February 2014 e-mail:
- I was telling you about my charitable exploits earlier, both because they sometimes were good stories and also because I felt awkward and uncomfortable talking about them and wanted to overcome my discomfort, much the same reason I performed the acts themselves. This morning I had an unusual encounter, after which I wondered if I had paid the price of a movie ticket and popcorn and soda for a very good performance.
There was an unusual group of three people standing by the entrance to the metro near my preferred lock-up spot. I noticed the kid first, a toddler of three or four all bundled up standing near two adults. As I performed my U-Lock ceremony, I listened to the guy talking on a cell phone. He was talking to "Ma" in an insistent and somewhat pleading tone, asking her to go to his room and get the ten dollars he left on the window sill and bring it to the station. From his voice I surmised that he was a black man. I paused to blow my nose by the bike rack rather than going in to the trash can as usual to justify lingering a bit longer. The kid wandered a bit and the other adult, a white woman, walked after him. I walked past them to the trash can, still in range of the phone call, which seemed to be to a different person now. I thought maybe he was leaving a voicemail this time, still asking someone to bring something to the metro. I decided to intervene, but hadn't made a move yet. The woman was walking back to the man with the kid, she didn't look stressed but perhaps weary. Did she glance at me? She called to him, "C.J." and was saying something to him as I approached. I interrupted, saying "Do you guys need to borrow some cash?"

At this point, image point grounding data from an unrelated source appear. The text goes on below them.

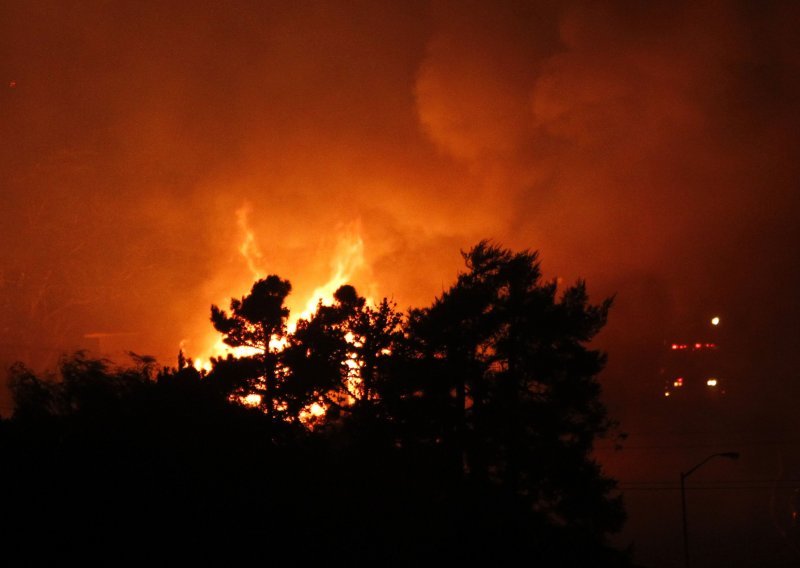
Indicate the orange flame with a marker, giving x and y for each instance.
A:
(348, 259)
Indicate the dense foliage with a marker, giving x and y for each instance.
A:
(460, 433)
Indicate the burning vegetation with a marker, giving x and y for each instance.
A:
(458, 432)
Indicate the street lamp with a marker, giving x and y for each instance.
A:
(684, 475)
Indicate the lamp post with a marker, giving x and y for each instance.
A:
(684, 475)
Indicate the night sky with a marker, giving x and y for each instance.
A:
(157, 157)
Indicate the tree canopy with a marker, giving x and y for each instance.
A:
(461, 432)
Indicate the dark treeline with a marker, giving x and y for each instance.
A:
(458, 434)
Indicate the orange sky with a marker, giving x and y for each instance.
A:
(648, 147)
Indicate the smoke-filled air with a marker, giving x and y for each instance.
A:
(160, 157)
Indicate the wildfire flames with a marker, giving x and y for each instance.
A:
(348, 259)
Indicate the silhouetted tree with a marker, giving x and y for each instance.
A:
(459, 435)
(257, 321)
(508, 364)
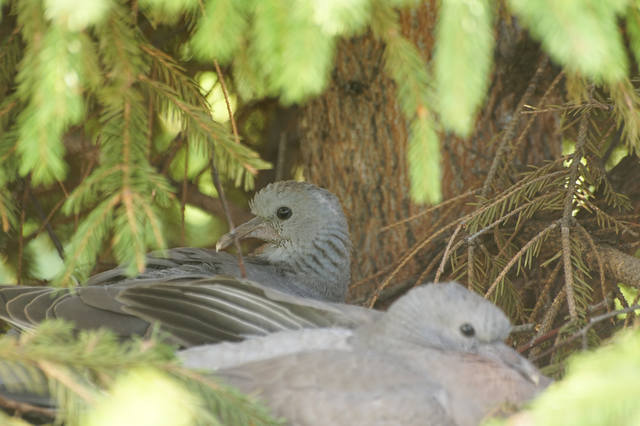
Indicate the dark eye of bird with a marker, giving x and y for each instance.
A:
(283, 213)
(467, 329)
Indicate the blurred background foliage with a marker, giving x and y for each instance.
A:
(111, 114)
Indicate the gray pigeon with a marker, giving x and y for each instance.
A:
(306, 257)
(436, 357)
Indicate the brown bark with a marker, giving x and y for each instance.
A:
(355, 146)
(355, 140)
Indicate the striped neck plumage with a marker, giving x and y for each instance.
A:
(322, 262)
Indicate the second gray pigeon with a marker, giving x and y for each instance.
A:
(436, 357)
(306, 257)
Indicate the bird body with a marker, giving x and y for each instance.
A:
(436, 357)
(198, 296)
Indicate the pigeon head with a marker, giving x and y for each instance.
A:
(449, 317)
(304, 228)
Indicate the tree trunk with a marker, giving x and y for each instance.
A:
(355, 140)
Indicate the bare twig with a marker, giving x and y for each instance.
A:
(515, 258)
(511, 127)
(598, 257)
(445, 256)
(430, 209)
(45, 222)
(567, 217)
(416, 248)
(216, 177)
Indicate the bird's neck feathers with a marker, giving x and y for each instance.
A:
(323, 261)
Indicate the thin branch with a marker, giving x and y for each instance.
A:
(593, 321)
(21, 408)
(511, 127)
(515, 258)
(599, 259)
(410, 256)
(445, 256)
(546, 288)
(227, 213)
(46, 224)
(567, 217)
(429, 210)
(226, 101)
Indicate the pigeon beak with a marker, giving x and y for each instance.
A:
(507, 355)
(257, 227)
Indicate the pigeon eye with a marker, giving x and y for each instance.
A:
(467, 330)
(283, 213)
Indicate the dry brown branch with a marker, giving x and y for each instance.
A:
(567, 217)
(445, 256)
(511, 127)
(623, 267)
(518, 255)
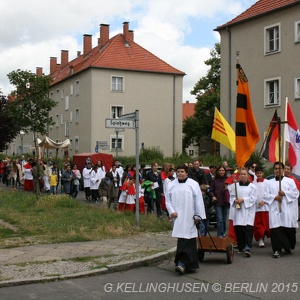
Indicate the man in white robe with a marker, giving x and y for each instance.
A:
(282, 214)
(184, 201)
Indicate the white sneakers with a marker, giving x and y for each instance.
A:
(261, 243)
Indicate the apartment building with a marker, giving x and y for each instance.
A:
(266, 41)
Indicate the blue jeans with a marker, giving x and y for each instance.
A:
(53, 189)
(221, 214)
(203, 225)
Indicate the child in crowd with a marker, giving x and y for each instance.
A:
(204, 224)
(261, 221)
(128, 194)
(105, 188)
(53, 180)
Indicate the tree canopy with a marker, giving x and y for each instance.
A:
(31, 103)
(207, 92)
(8, 126)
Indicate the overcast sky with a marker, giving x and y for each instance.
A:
(178, 31)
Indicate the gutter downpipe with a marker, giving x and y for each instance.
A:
(173, 140)
(229, 80)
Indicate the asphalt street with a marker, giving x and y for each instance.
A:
(258, 277)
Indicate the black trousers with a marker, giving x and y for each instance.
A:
(283, 238)
(187, 253)
(244, 236)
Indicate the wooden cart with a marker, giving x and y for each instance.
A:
(215, 244)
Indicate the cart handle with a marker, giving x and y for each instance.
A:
(194, 217)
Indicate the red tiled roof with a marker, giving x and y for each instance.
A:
(116, 55)
(258, 9)
(188, 109)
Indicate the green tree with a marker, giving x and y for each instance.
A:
(8, 125)
(31, 103)
(207, 92)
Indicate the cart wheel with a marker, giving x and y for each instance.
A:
(229, 253)
(200, 255)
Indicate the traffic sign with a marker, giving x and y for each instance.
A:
(119, 123)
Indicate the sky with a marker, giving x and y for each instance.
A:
(179, 32)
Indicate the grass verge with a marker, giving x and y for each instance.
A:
(59, 218)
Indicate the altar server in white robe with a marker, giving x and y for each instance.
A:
(282, 214)
(242, 203)
(184, 202)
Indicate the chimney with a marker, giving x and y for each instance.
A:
(39, 71)
(131, 35)
(87, 43)
(53, 64)
(64, 58)
(126, 32)
(104, 34)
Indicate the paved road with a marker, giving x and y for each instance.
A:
(258, 277)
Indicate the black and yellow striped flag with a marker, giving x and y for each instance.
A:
(246, 130)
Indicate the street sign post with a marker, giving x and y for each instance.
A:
(129, 121)
(119, 123)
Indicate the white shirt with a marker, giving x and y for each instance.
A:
(95, 180)
(246, 214)
(289, 215)
(186, 200)
(86, 173)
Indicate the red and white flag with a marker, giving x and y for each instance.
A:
(292, 136)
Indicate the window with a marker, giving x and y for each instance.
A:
(297, 88)
(57, 121)
(272, 92)
(77, 115)
(272, 39)
(76, 144)
(66, 128)
(77, 87)
(117, 84)
(297, 32)
(116, 111)
(116, 143)
(67, 103)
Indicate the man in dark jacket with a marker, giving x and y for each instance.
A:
(197, 174)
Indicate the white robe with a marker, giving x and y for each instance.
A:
(289, 215)
(260, 186)
(101, 172)
(246, 214)
(86, 174)
(95, 180)
(186, 200)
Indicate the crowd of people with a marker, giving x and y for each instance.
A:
(241, 197)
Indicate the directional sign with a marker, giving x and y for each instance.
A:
(119, 123)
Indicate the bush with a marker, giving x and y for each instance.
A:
(148, 155)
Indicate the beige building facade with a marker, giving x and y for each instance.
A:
(266, 40)
(116, 77)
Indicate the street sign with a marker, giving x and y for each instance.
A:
(120, 129)
(119, 123)
(103, 145)
(128, 116)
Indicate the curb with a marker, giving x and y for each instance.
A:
(111, 268)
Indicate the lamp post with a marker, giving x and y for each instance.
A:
(22, 133)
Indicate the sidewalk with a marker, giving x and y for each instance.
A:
(53, 262)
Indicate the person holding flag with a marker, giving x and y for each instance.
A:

C.J. and I sort of talked over each other, me mumbling something about the kid and him saying something appreciative, then me saying something nonsensical about how he could pay me back, but intending to say that he could pay me back by helping someone else out some other time. Anyway, the bill was passed and I turned to escape as rapidly as possible. I don't remember looking back, but I feel like I sensed that they entered the station behind me. I walked to the end of the platform to try and avoid seeing them if they came up, perhaps thinking that I was helping them more by not reminding them of having benefited from the kindness of a stranger. I also started wishing I had at least looked to see if they fed the bill into the fare machine. Seeing the bill go in would have given me 95% confidence. I was still at 80% confidence, but this level has decayed with time.